Wawancara tidak terstruktur : ketika melakukan wawancara, pewawancara menggunakan pedoman wawancara yang berisi pokok-pokok pertanyaan saja, dan mengembangkan sendiri pertanyaan-pertanyaan sesuai dengan data atau informasi yang diinginkan.
Wawancara kombinasi : pewawancara dapat menggunakan sekaligus kedua jenis wawancara dengan tujuan untuk mendapatkan data atau informasi yang maksimal dari individu.
3. PERAN PEWAWANCARA
Keberhasilan melakukan wawancara sangat ditentukan oleh peran dari pewawancara. Peran dimulai sejak awal, pertengahan hingga akhir dari wawancara yang dilakukan. Keberhasilan melakukan wawancara akan menghasilkan data atau informasi yang lengkap, mendalam, obyektif dan akurat. Pewawancara hendaknya dapat membawa suasana wawancara berjalan secara terbuka, akrab dan menyenangkan sehingga wawancara dapat berjalan lancar dan tujuan wawancara tercapai.
Di awal wawancara pewawancara hendaknya mampu membangun hubungan baik dengan individu dengan menjelaskan terlebih dahulu tujuan dari wawancara yang akan dilakukan, lama wawancara, dan menjelaskan adanya asas kerahasiaan terhadap seluruh informasi yang akan diberikan.
Selanjutnya pada bagian inti wawancara, pewawancara mengajukan pertanyan-pertanyaan yang telah disiapkan melalui pedoman wawancara yang telah disiapkan dengan hati-hati, teliti dan menggunakan kalimat yang sederhana dan jelas. Agar individu dapat menangkap dan memahami serta memberikan informasi sesuai dengan pertanyaan yang diajukan.
Selama proses wawancara berlangsung, dapat dilakukan pencatatan terhadap hasil wawancara melalui alat rekam yang telah disiapkan dengan terlebih dahulu memberitahukan kepada individu bahwa alat rekam hanya digunakan untuk kepentingan wawancara dan kepentingan individu agar seluruh informasi yang telah diberikan dapat secara lengkap diketahui dan dipahami secara menyeluruh. Namun apabila individu menolak maka pencatatan dapat segera dilakukan setelah wawancara selesai.
Pada tahap penutupan, pewawancara mengakhiri proses wawancara dengan membuat kesimpulan dari wawancara yang dilakukan, dan apabila masih diperlukan wawancara berikutnya dapat membuat kesepakatan bersama dengan individu.

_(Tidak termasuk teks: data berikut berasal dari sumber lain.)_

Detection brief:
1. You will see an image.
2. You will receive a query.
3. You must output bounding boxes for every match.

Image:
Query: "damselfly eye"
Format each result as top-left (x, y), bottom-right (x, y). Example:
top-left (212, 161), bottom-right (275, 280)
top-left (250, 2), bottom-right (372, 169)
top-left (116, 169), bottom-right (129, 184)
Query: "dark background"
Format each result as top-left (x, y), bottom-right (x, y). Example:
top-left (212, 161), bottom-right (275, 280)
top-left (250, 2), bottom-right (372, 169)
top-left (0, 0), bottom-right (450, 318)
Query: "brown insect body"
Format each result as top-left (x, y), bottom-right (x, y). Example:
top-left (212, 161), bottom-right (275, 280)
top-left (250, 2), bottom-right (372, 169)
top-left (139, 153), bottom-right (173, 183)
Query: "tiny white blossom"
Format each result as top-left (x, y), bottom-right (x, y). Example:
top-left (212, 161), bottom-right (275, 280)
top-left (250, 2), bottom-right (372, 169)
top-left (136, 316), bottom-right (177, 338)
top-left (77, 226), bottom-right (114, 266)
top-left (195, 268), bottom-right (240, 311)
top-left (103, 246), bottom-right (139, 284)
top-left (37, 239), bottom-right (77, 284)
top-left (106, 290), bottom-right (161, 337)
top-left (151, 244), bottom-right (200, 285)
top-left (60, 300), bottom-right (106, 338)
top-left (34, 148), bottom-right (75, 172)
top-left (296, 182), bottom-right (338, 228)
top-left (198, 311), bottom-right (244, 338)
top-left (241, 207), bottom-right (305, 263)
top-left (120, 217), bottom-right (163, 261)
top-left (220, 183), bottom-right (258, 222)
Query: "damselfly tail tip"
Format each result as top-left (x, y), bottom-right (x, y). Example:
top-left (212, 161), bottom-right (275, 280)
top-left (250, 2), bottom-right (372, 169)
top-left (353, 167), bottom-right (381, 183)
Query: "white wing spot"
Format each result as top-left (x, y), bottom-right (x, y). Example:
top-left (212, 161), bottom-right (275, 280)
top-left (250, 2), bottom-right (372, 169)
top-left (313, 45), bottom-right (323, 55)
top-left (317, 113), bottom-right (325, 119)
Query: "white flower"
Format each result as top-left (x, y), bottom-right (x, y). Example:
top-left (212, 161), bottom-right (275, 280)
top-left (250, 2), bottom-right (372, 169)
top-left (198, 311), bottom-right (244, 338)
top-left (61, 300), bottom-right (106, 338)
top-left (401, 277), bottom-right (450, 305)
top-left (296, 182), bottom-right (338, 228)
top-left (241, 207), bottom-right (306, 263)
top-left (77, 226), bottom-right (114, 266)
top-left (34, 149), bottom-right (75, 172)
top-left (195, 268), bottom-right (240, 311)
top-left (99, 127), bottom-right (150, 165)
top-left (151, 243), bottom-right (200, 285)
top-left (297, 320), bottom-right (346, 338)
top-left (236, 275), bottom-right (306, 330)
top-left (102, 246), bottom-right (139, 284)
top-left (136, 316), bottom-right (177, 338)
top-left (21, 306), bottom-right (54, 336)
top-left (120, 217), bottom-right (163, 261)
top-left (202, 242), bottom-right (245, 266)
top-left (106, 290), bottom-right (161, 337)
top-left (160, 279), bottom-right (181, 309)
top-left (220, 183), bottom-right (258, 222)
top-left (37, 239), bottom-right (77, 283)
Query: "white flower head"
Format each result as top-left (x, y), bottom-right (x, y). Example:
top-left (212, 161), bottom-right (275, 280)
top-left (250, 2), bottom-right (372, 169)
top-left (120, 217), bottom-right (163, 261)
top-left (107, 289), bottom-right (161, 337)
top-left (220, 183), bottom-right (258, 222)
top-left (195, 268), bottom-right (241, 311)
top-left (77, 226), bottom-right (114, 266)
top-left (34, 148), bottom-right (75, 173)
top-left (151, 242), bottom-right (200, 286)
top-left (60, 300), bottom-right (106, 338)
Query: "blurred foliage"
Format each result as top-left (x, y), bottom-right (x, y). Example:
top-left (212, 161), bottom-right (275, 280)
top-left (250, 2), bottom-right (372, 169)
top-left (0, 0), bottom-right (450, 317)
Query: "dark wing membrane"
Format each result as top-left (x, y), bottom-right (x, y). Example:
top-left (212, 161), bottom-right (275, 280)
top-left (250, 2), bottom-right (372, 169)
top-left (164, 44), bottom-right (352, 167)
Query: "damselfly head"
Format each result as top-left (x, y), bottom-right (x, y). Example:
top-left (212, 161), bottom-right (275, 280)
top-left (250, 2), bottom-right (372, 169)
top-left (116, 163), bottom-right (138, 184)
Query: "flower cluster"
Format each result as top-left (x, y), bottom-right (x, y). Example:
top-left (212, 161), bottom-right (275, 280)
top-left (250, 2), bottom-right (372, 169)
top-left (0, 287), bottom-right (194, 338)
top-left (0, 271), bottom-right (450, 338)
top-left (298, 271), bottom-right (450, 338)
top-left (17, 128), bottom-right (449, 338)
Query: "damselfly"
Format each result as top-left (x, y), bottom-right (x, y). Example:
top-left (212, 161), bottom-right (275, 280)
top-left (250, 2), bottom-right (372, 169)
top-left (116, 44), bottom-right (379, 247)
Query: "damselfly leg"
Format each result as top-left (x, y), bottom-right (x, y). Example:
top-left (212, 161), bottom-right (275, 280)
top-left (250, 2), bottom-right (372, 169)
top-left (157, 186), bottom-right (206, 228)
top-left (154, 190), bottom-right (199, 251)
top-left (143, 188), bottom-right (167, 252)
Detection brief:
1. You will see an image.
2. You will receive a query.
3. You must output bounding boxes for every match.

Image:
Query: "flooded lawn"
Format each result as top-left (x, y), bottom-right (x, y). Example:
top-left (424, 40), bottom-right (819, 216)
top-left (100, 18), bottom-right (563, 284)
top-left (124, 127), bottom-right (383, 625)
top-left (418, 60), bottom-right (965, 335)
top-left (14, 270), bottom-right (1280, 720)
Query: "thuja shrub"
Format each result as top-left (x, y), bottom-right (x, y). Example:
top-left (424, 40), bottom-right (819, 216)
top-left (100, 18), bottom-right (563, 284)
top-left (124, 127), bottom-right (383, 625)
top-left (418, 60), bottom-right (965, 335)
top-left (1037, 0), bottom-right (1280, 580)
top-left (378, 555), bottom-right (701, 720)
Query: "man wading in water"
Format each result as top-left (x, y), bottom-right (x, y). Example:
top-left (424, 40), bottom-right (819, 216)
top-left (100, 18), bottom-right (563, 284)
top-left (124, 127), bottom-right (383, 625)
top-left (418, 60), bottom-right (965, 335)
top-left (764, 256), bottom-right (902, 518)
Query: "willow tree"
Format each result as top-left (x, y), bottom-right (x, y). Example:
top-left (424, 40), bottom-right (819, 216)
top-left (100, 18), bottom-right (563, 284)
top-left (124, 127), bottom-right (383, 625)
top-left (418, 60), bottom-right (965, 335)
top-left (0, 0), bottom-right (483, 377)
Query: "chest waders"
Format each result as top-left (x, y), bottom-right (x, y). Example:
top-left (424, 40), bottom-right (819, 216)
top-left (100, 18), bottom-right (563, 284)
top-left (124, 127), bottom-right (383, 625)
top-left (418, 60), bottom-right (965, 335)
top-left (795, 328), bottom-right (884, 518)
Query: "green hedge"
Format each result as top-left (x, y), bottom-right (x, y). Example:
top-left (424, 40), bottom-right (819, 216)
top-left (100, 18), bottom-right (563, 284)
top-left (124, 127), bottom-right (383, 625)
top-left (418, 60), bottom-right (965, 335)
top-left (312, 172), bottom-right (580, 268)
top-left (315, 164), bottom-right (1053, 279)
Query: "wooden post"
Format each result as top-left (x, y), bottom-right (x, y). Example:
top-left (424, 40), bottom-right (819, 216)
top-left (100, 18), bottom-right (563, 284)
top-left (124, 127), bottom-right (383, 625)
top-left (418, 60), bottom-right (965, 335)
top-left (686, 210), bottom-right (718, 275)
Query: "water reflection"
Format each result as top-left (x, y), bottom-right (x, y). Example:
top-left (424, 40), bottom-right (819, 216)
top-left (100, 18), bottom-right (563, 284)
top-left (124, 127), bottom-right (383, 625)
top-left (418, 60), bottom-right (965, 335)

Beberapa hal yang perlu diperhatikan oleh pewawancara dalam bidang Bimbingan dan Konseling, adalah bahwa proses wawancara yang dilakukan selain bertujuan untuk mengumpulkan data atau informasi tentang individu atau mahasiswa secara mendalam sehubungan dengan permasalahan yang sedang dihadapi, sekaligus dapat digunakan untuk membangun hubungan baik atau rapport dengan individu, meningkatkan intensitas hubungan, mendorong kemampuan untuk membuka diri, meningkatkan pemahaman, dan mengembangkan kemampuan dalam menerima, dan mengembangkan kepercayaan antara pewawancara dengan mahasiswanya. Sehingga diharapkan adanya keterbukaan pada diri mahasiswa terhadap permasalahan-permasalahan yang sedang dihadapi dan memudahkan pembimbing akademik untuk mengetahui dan memahami dengan benar permasalahan yang sedang dihadapi mahasiswa yang dibimbingnya.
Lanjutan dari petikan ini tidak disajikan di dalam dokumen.